H0 ( Null Hypothesis ) : Hex based swaps have no effect on realized ETAs

H0(零假设) :基于十六进制的交换对已实现的ETA无效

H1 ( Alternate Hypothesis ) : Hex based swaps DO have an effect on realized ETAs

H1(备用假设) :基于十六进制的互换确实会影响已实现的ETA

Rejecting the null hypothesis at a significance level of above 95% is the gold standard that we were striving for, and we are happy to report that we achieved statistically significant results at a level of around 98%, with p-values in the 0.01 range when using a few statistical tests of significance.

我们一直追求的金标准是拒绝高于95%的显着性水平的零假设,并且我们很高兴地报告我们在98%左右的水平上取得了统计学上显着的结果,p值在0.01范围内在使用一些有意义的统计检验时。
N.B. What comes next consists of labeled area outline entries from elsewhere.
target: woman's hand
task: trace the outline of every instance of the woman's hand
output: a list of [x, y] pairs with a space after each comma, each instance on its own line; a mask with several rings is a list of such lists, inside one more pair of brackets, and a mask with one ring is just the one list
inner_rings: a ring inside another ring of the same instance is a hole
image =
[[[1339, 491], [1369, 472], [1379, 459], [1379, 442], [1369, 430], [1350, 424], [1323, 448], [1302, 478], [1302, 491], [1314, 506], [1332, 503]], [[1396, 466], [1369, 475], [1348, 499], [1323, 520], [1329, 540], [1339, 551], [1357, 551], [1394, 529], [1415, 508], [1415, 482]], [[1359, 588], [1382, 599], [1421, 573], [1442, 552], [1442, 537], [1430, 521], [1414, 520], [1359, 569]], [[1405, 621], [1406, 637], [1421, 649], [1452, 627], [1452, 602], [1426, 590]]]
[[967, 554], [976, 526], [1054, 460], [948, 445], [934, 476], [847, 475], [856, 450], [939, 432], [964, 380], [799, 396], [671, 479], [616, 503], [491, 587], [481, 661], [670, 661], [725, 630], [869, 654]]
When viewed visually, what we got was something similar to this :

从视觉上看,我们得到的类似于以下内容:

Image for post
Test vs Control group change visualized -> Blue vertical line represents the mean of the test-group, and the Purple vertical line represents the mean of the control-group
测试组与对照组的变化可视化->蓝色竖线表示测试组的平均值,紫色竖线表示对照组的平均值

What this image is telling us, is that when viewed on a relative scale and after adjusting for pre-experiment ETA delta, we have shifted the center of the test group ETA distribution towards the lower side when compared to the control ETA group, thus showing that our changes have made an impact in lowering ETAs as we expected.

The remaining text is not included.